When you think of the French tradition in painting, you think of Poussin, Delacroix, and Ingres. Monet comes to mind. Braque, Matisse, and Léger follow along with all the foreigners who flocked to Paris at the turn of the 20th century to help make it the center of the international art world. After that, trying to define a French tradition gets a bit tricky. There are the Nouveaux Realistes, but they seem less homegrown, as much a product of English and American influence as of French savoir-faire. This is also true of the French action painters. We’re prone to thinking of art in an evolutionary sense. Art historians’ emphasis on qualities common to disparate movements can obscure the fact that national traditions can be lost. The attention to touch, subtle awareness of color, and attachment to tradition that characterized French painting from the eighteenth century through the mid twentieth century might have been submerged completely in the waves of foreign aesthetics that swept into the country after 1950.
Shirley Jaffe participated in the end of this invasion and miraculously kept her head above water. With an American painter of her generation, you might expect either a gestural style inherited from de Kooning or something more reductive like the post-Greenberg painters. With Jaffe you get neither. She went to Paris as a young American over fifty years ago, imbibed the French tradition and proceeded to rejuvenate it. Her current exhibition at Tibor de Nagy reveals the influence of Matisse, Gris and, most prominently, Léger, who painted big form neatly with a small brush. Jaffe’s even impasto surfaces resemble his, as does her sense of floating form abstracted from observation.
Jaffe is not a latter-day modernist. Her paintings are unmarked by nostalgia: [insisting on a new sythesis between European modernist style and the “American Scene” subject matter like that of Stuart Davis]. But instead of beginning with the blank slate minimalism gave most contemporary American painters, she begins with tradition. Staring at her paintings leaves me wondering in which direction the Atlantic really carries its currents of painterly influence. “Champ de Mars,” a big painting with the dual light of an interior-with-window, reminds me of a Tom Wesselman. Jaffe has taken the high key palette of pop and carried it into an abstraction from a classic French motif. Strange bed fellows perhaps, but Wesselman has painted his fair share of windows.

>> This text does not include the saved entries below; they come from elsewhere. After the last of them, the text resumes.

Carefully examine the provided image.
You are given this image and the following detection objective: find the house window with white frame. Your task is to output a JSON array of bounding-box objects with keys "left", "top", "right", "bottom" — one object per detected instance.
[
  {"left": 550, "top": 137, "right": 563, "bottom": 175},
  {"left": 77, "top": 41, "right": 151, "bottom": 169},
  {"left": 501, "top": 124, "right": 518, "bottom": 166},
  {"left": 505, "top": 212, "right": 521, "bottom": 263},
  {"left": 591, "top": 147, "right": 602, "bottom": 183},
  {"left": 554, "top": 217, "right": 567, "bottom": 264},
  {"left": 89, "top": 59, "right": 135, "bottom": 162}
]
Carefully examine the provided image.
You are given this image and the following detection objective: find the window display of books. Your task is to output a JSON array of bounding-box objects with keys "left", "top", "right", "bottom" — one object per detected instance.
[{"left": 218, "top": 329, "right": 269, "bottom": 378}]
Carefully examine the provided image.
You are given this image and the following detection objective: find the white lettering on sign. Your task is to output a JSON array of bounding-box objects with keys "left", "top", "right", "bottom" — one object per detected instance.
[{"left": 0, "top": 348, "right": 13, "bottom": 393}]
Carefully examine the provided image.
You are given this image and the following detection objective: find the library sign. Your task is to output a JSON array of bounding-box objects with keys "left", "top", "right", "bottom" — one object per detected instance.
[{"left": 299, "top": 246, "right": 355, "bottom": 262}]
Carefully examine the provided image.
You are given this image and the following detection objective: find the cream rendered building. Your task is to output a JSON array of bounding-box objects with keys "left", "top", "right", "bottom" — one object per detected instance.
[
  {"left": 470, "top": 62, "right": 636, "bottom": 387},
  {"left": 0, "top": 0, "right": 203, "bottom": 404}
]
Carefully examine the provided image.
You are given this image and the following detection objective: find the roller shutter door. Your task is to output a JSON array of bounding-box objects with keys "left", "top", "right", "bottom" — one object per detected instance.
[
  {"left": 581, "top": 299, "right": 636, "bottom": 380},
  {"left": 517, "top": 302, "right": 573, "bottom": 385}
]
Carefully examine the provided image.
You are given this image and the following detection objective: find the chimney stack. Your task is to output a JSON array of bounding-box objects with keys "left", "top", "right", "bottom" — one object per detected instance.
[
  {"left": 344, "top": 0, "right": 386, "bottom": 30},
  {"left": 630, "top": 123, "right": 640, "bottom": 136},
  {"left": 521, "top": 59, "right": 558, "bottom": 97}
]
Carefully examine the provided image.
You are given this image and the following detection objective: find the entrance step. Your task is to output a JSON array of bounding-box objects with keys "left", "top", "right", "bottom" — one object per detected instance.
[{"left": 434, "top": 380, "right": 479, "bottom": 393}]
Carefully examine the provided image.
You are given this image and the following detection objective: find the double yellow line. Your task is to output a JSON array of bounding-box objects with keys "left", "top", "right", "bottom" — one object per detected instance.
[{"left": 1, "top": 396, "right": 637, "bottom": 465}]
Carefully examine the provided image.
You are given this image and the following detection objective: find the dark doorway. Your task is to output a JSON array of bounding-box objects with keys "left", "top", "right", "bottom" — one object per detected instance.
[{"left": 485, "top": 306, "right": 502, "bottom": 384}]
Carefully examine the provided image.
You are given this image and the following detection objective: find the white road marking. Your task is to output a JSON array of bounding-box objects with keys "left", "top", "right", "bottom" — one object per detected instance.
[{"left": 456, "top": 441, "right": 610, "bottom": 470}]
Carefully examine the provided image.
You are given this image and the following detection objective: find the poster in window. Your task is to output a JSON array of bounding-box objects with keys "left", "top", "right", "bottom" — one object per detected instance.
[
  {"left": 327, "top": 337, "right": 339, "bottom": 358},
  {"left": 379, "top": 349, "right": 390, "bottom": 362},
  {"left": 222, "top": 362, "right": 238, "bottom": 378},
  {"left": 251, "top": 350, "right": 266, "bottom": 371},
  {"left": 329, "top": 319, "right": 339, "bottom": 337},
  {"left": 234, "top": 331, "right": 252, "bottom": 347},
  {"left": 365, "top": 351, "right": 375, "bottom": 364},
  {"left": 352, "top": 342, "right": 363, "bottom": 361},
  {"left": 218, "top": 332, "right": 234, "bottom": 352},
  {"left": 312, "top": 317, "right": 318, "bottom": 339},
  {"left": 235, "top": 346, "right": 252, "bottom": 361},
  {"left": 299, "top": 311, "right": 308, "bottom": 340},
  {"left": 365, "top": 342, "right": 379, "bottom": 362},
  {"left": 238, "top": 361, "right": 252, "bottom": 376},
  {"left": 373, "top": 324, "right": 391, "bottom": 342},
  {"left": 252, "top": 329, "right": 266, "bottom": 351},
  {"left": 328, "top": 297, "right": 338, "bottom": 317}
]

The process of abstracting from reality is a process of making things one’s own, of acknowledging that to paint anything at all is to represent it in one’s own terms. Jaffe’s painting grows from one of the early tributaries of this relatively new trend in western painting. It illustrates the way the hand and mind transform what the eye sees. Her sensibilities are contemporary while the esteem in which she holds her forbearers strengthens her painting and her tradition.